Conventional wisdom is that Primitivo was brought to California around 1968, and scientists at UC Davis declared it the same grape and wine we call Zinfandel in the US. But as far as I can tell–and there are at least a half-dozen versions of the “truth”–this “Italian” grape’s origins are actually from the Dalmatian coast of Croatia, the grape’s true name is Crljenak Kaštelanski, and it came to both the US and to California much earlier.
The UC Davis website says “Although the origin of the Zinfandel in California remains uncertain, the most plausible source seems to be the Austrian Imperial Nursery collection in Vienna, from where an amateur horticulturist named George Gibbs brought the grape to Long Island, New York, in the 1820’s. At that time, the Austrian Empire included the kingdom of Hungary, of which the territory now known as Croatia was a part. This source takes on particular significance given the discovery of ancient Zinfandel vines in Croatia in 2001.”
Nonetheless, this “original Italian version” Primitivo comes from the “Golden Knight” (Cavaliere D’Oro) winery in Puglia, dating back to the late 1400s.

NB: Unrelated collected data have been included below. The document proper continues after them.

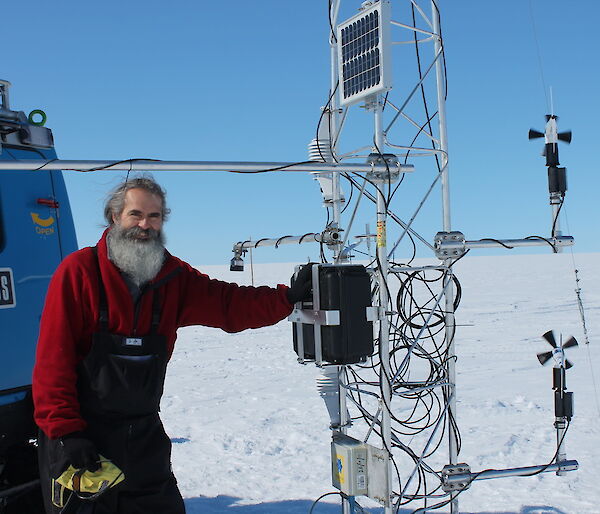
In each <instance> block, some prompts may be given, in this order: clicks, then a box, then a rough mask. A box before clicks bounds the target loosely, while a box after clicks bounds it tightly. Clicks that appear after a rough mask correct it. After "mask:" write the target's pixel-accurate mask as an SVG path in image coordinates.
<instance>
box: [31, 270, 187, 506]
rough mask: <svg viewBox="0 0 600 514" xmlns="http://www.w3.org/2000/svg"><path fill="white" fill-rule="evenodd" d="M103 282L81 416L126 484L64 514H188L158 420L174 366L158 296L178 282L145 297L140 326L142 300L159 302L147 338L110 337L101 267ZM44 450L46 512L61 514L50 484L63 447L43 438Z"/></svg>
mask: <svg viewBox="0 0 600 514" xmlns="http://www.w3.org/2000/svg"><path fill="white" fill-rule="evenodd" d="M176 271H179V270H176ZM98 275H99V285H100V315H99V331H98V332H96V333H95V334H94V335H93V338H92V346H91V349H90V352H89V353H88V355H87V356H86V357H85V358H84V359H83V361H82V362H81V364H80V366H79V368H78V382H77V389H78V392H79V404H80V408H81V414H82V416H83V418H84V419H85V420H86V422H87V423H88V428H87V429H86V430H85V436H86V437H88V438H89V439H90V440H91V441H93V442H94V443H95V445H96V448H97V450H98V453H100V454H102V455H103V456H105V457H106V458H108V459H110V460H111V461H113V463H114V464H115V465H117V466H118V467H119V468H120V469H121V470H123V473H124V475H125V480H124V482H122V483H121V484H119V485H118V486H116V487H115V488H114V489H109V490H108V491H107V492H106V493H104V494H103V495H102V496H100V497H99V498H98V499H97V500H95V501H93V502H92V501H88V502H80V501H78V502H72V503H70V504H69V505H68V506H67V509H65V511H64V514H66V513H67V512H68V513H77V514H84V513H85V514H88V513H93V514H153V513H156V514H184V513H185V507H184V504H183V500H182V498H181V495H180V493H179V490H178V488H177V482H176V480H175V477H174V476H173V473H172V471H171V441H170V439H169V437H168V436H167V435H166V433H165V431H164V429H163V426H162V423H161V421H160V418H159V416H158V411H159V405H160V399H161V396H162V392H163V386H164V379H165V372H166V366H167V360H168V357H167V347H166V338H165V337H164V336H162V335H160V334H158V332H157V330H158V326H159V323H160V294H159V288H160V286H161V285H163V284H164V283H165V282H166V281H167V280H168V279H170V278H172V277H173V276H174V274H171V275H170V276H167V277H165V279H163V280H161V281H159V282H158V283H155V284H152V285H151V286H150V287H147V288H145V289H143V290H142V294H141V295H140V298H138V301H137V302H136V318H137V312H138V309H139V305H140V303H141V299H142V297H143V295H144V294H152V295H153V299H152V326H151V329H150V333H149V334H147V335H145V336H143V337H139V336H136V335H135V334H133V335H130V336H125V335H121V334H113V333H110V332H109V331H108V303H107V298H106V291H105V289H104V285H103V283H102V279H101V277H100V268H99V267H98ZM136 321H137V320H136ZM134 326H135V323H134ZM39 450H40V451H39V453H40V471H41V474H40V476H41V479H42V492H43V493H44V501H45V504H46V511H47V513H48V514H58V513H59V512H61V510H60V509H57V508H56V507H54V506H53V505H52V504H51V501H50V499H49V495H50V490H49V489H50V478H51V477H54V478H56V477H58V476H59V475H60V474H61V473H62V472H63V471H64V470H65V469H66V467H67V463H66V461H65V456H64V454H63V452H62V448H61V446H60V445H59V444H57V441H52V440H49V439H48V438H46V437H45V436H44V435H43V434H40V448H39ZM71 509H73V510H71Z"/></svg>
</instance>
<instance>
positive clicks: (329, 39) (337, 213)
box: [326, 0, 345, 399]
mask: <svg viewBox="0 0 600 514" xmlns="http://www.w3.org/2000/svg"><path fill="white" fill-rule="evenodd" d="M339 4H340V0H335V1H334V2H332V5H331V11H330V12H329V17H330V20H331V26H332V27H333V29H332V30H335V26H336V24H337V14H338V10H339ZM335 37H336V36H335V34H334V33H331V34H330V35H329V51H330V59H331V84H330V91H331V98H330V100H329V115H328V116H327V118H326V121H327V123H329V130H328V131H327V132H328V134H329V144H330V145H331V153H332V156H333V158H334V159H335V155H336V153H337V152H336V148H337V143H338V140H339V137H338V136H339V128H340V127H339V113H338V108H339V96H338V94H337V85H338V66H337V44H336V39H335ZM331 178H332V197H333V198H332V206H333V224H334V226H335V227H336V228H340V229H341V227H342V226H341V219H340V217H341V203H342V198H341V187H340V175H339V173H335V174H334V175H332V177H331ZM342 250H343V248H342V247H341V245H339V246H336V247H335V248H334V251H333V257H334V260H335V262H337V261H338V258H339V255H340V252H341V251H342ZM342 397H344V398H345V395H342V394H340V399H341V398H342Z"/></svg>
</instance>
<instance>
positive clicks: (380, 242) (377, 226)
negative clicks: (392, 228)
mask: <svg viewBox="0 0 600 514" xmlns="http://www.w3.org/2000/svg"><path fill="white" fill-rule="evenodd" d="M386 238H387V235H386V227H385V220H379V221H378V222H377V247H378V248H382V247H384V246H386V245H387V241H386Z"/></svg>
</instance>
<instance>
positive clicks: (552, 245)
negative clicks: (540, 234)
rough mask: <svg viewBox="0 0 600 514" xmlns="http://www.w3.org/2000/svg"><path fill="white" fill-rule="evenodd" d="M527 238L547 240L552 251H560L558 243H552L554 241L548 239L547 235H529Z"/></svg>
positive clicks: (557, 252)
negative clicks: (546, 236)
mask: <svg viewBox="0 0 600 514" xmlns="http://www.w3.org/2000/svg"><path fill="white" fill-rule="evenodd" d="M525 239H539V240H540V241H545V242H546V243H548V244H549V245H550V247H551V248H552V253H558V248H556V245H555V244H554V243H552V241H549V240H548V239H546V238H545V237H542V236H527V237H526V238H525Z"/></svg>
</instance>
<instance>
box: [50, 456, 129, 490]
mask: <svg viewBox="0 0 600 514" xmlns="http://www.w3.org/2000/svg"><path fill="white" fill-rule="evenodd" d="M123 480H125V475H124V474H123V472H122V471H121V470H120V469H119V468H118V467H117V466H115V465H114V464H113V463H112V462H111V461H110V460H108V459H107V458H105V457H103V456H102V455H100V468H98V469H97V470H96V471H89V470H87V469H86V470H81V469H75V468H74V467H73V466H69V467H68V468H67V470H66V471H65V472H64V473H63V474H62V475H60V476H59V477H58V478H57V479H56V481H57V482H58V483H59V484H60V485H62V486H63V487H66V488H67V489H70V490H71V491H75V492H77V493H86V494H98V493H100V492H102V491H104V490H105V489H107V488H108V487H114V486H115V485H117V484H119V483H121V482H122V481H123Z"/></svg>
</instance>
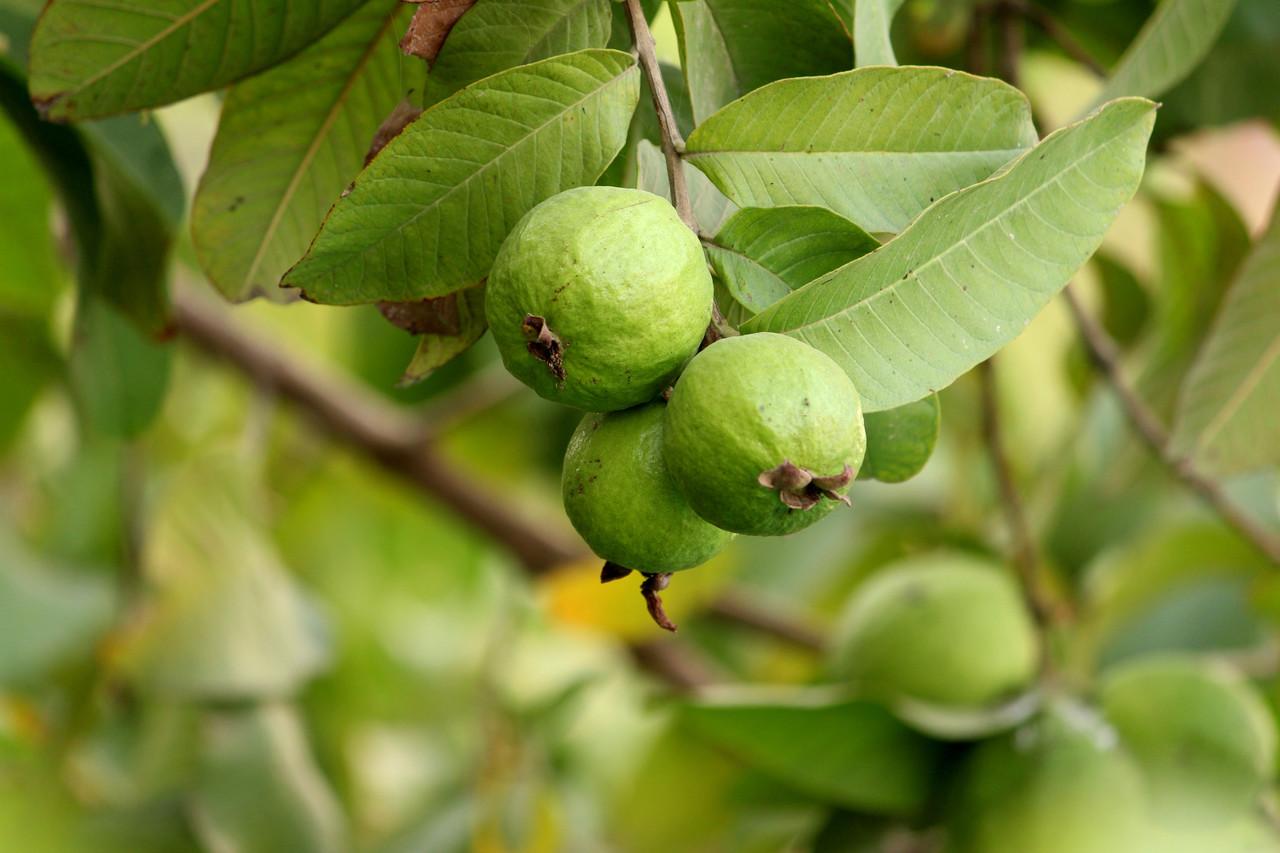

A true value wine from an excellent vintage, it’s nicely acidic but lush with plum and blackberry flavors, and a nice long finish. I stuck mine in the fridge for 10 minutes to cool it just a little before tasting. Medium-bodied, it’s just bold enough without being overpowering, with just the right amount of tannin. It’s drinkable now.
For wine geeks, the grapes are cold-macerated before fermentation at 50 degrees for 1-2 days, then inoculated with cultured yeast. The juice is then fermented in steel and then aged eight months in barriques. For the rest of us, what you really need to know is that this is an about $10-12 max wine, and just magnificent for the price. Buy more than one if you find it!